To Round Or Not To Round
I practice in a small Internal Medicine office of about 12 physicians, within a huge high-profile high-tech medical complex. We still take call and see our own inpatients, on a rotating call schedule. I will even sometimes admit my own patients and manage their care in-house when I am not on call. I have done this when I knew the patient very well and the issue was straightforward, such as healthy young-ish patients with kidney infections or new Type 1 diabetes; and also when I knew a patient needed extra loving care, and the on-call doc was a reknowned non-hand-holder.
Those times when I have covered my own patients and my outpatient practice at the same time, it was hairy. Really hairy. The days were very long and stressful. Even straightforward inpatient medical issues are, well, inpatient medical issues. Peope are admitted for a reason. They are sick. And they probably would have benefited from more attention than I could give. But they have always been really happy to see me.

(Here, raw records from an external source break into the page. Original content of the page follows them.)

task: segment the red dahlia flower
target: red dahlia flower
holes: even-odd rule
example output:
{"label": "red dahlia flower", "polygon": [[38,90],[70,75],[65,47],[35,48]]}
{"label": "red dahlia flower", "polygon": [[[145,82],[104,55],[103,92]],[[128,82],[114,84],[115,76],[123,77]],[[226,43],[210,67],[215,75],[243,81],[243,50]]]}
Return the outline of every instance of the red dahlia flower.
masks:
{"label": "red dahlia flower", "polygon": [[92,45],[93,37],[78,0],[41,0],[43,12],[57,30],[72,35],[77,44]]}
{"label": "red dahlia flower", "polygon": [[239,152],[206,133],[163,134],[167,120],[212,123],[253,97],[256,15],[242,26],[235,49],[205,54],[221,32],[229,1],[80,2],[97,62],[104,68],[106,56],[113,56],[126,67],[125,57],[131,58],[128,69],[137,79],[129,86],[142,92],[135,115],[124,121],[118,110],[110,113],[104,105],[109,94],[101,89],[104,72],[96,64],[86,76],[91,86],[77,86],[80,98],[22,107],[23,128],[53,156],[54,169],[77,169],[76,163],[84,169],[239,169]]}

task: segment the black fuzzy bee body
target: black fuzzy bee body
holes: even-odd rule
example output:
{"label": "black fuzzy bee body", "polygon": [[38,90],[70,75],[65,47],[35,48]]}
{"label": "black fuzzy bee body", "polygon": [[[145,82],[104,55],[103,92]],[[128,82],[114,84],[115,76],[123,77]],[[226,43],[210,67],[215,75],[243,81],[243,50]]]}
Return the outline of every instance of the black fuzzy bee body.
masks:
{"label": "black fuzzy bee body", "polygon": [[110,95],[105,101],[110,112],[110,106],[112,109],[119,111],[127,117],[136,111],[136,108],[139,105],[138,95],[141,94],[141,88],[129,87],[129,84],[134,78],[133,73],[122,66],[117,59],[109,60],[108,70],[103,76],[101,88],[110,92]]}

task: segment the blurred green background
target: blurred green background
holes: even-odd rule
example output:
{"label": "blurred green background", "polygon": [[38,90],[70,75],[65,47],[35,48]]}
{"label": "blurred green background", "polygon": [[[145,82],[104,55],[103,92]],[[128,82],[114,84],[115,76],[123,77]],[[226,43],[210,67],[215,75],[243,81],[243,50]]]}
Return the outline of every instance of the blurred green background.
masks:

The weeks I am on call and rounding for our whole practice, it gets hairy. Really hairy. I clear my morning schedule to round, but if the list is long or there is a very sick patient, the inpatient work can overflow into the afternoon of outpatients. Then, I have to excuse myself from a physical to answer a page about sudden desaturations, or the CT scan shows a PE, or “The patient wants to leave AMA,” or “The family is here and wants to talk to you”.
And more and more often, the medical stuff is new to me. I have a patient in-house now, in a critical care unit, who is so sick and so complicated; the tests, medications and even terminology being thrown around is all new since I trained. I have had to go quietly research what the hell is going on, to then be able to chat with the family with any authority. I had some input that was helpful for the critical care team, and I am sure they are thankful that the PCP is chatting with the family, so they don’t have to. But I am sure glad I am not responsible for her care right now, and she should be as well.
For some time now we’ve been considering not taking call, meaning not covering our own inpatients. We would use the hospitalist service. I am very torn about this. I feel like, hey, I trained in a brutally rough residency that was heavy on the care of the critically ill, I should be able to manage inpatients. It is thrilling to walk the hallowed halls of this hospital and think, Wow, I am caring for some very sick folks. It is fun and exciting to learn new medicine. And is is very rewarding to take care of my own patients when they have the most need.
But, it is harrowing/ stressful/ exhausting, and I wonder when I will make a mistake. I wonder when I will cause harm because I am not on call very often (about 5 weeks/ year) and thus not experienced enough, not up-to-date enough, not skilled enough. Inpatient care is complicated, and becoming more so.
We can still go see our patients when they are admitted, to let them know that we care, and to follow along with the team. Our hospital already offers a small reimbursement for those kinds of social visits, in the name of continuity. It’s small, but it represents a good faith effort… I have spent probably 4 hours total over the past 2 weeks with this very sick lady in critical care, and I have been reimbursed 35$ (the maximum). The reimbursement is very low, but the time spent has been worth it to me for many reasons.
So, should we bail on the inpatient care? I am fairly decided, and I think our practice is almost unanimous. We are giving it up to the hospitalists. But if we want to, we can still stay connected, and express that we care and are following along.
I wonder what patients think about this.